Nouvelle condamnation pour Nazanin Zaghari-Ratcliffe. L'Irano-Britannique de 42 ans a été condamnée lundi à un an de prison et un an d'interdiction de quitter l'Iran pour avoir «participé à un rassemblement devant l'ambassade d'Iran à Londres» en 2009, un acte considéré comme une «propagande» contre le pays. Cette nouvelle sentence survient un mois après que la quadragénaire a fini de purger une peine de cinq ans de prison, accusée d'avoir comploté pour renverser la République islamique. Depuis sa sortie de prison en raison de la pandémie de Covid-19, elle est assignée à résidence chez ses parents et a pendant plusieurs jours dû porter un bracelet électronique.

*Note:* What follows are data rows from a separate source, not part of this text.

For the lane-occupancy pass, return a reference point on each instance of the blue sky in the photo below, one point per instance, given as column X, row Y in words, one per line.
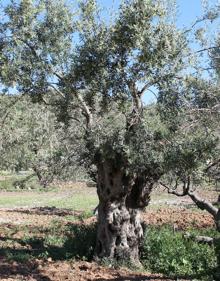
column 187, row 12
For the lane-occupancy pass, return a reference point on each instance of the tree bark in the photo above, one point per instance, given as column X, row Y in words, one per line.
column 121, row 199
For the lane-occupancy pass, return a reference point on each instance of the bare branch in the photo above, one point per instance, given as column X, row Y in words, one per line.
column 86, row 109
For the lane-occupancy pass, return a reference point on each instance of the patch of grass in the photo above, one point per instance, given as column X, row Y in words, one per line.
column 57, row 241
column 168, row 252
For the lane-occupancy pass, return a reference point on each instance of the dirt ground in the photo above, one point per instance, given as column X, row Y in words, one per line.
column 179, row 214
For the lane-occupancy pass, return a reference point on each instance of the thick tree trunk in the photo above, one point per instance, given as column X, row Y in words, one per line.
column 119, row 223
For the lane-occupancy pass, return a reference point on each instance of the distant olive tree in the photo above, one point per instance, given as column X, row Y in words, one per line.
column 96, row 73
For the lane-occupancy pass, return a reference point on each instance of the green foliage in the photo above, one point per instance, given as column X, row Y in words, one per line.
column 170, row 253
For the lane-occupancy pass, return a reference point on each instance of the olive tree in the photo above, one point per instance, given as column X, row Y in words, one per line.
column 96, row 73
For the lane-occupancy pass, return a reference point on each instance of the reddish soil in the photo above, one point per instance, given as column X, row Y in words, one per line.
column 67, row 271
column 49, row 270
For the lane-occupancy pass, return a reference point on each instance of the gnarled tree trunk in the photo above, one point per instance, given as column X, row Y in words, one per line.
column 121, row 199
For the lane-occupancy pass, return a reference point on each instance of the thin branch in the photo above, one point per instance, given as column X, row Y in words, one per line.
column 203, row 204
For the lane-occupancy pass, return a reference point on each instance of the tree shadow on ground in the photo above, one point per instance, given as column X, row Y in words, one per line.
column 49, row 211
column 78, row 242
column 135, row 278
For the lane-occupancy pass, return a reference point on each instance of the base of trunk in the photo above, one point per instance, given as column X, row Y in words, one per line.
column 119, row 232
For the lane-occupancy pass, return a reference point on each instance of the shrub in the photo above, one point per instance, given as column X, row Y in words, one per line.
column 168, row 252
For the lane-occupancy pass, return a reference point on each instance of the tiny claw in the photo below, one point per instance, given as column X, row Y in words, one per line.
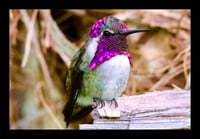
column 99, row 103
column 115, row 102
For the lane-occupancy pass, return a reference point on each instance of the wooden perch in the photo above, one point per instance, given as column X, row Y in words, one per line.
column 156, row 110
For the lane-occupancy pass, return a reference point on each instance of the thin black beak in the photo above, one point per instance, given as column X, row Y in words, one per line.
column 128, row 32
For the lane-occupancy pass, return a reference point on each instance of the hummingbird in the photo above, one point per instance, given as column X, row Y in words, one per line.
column 99, row 71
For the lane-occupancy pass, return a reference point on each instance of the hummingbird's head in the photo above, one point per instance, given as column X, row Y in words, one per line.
column 111, row 36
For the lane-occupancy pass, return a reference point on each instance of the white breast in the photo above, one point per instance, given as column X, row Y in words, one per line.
column 116, row 73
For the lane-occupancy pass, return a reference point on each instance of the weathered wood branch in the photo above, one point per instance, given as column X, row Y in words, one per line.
column 156, row 110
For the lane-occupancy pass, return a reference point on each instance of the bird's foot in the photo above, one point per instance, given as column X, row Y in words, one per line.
column 114, row 101
column 98, row 103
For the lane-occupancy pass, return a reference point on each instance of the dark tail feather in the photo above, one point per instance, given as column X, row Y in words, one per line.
column 73, row 115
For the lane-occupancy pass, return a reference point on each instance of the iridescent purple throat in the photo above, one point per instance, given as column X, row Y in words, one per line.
column 108, row 49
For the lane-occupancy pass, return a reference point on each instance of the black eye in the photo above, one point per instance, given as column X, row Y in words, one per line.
column 107, row 33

Le Premier ministre britannique Boris Johnson a dénoncé lundi cette nouvelle condamnation. «Je pense que ce n'est pas normal du tout que Nazanin soit condamnée à une peine supplémentaire de prison», a-t-il déclaré, assurant que le Royaume-Uni comptait «travailler très dur» pour obtenir sa libération. Son mari Richard Ratcliffe a également dénoncé cette peine de prison supplémentaire, y voyant «clairement une tactique de négociation» en pleines tractations entre l'Iran et les grandes puissances internationales pour sauver l'accord de 2015 sur le nucléaire iranien.

Arrêtée avec sa fille

Nazanin Zaghari-Ratcliffe, cheffe de projet pour la Fondation Thomson Reuters, a été arrêtée en 2016 à Téhéran, alors qu'elle rendait visite à sa famille avec sa fille alors âgée d'un an. La situation de cette binationale -un statut qui n'est pas reconnu par l'Iran- alimente les tensions entre le Royaume-Uni et l'Iran : outre l'accord de Vienne, Richard Ratcliffe a par le passé évoqué une dette de Londres envers Téhéran, après n'avoir pas livré les chars commandés et payés plus(...)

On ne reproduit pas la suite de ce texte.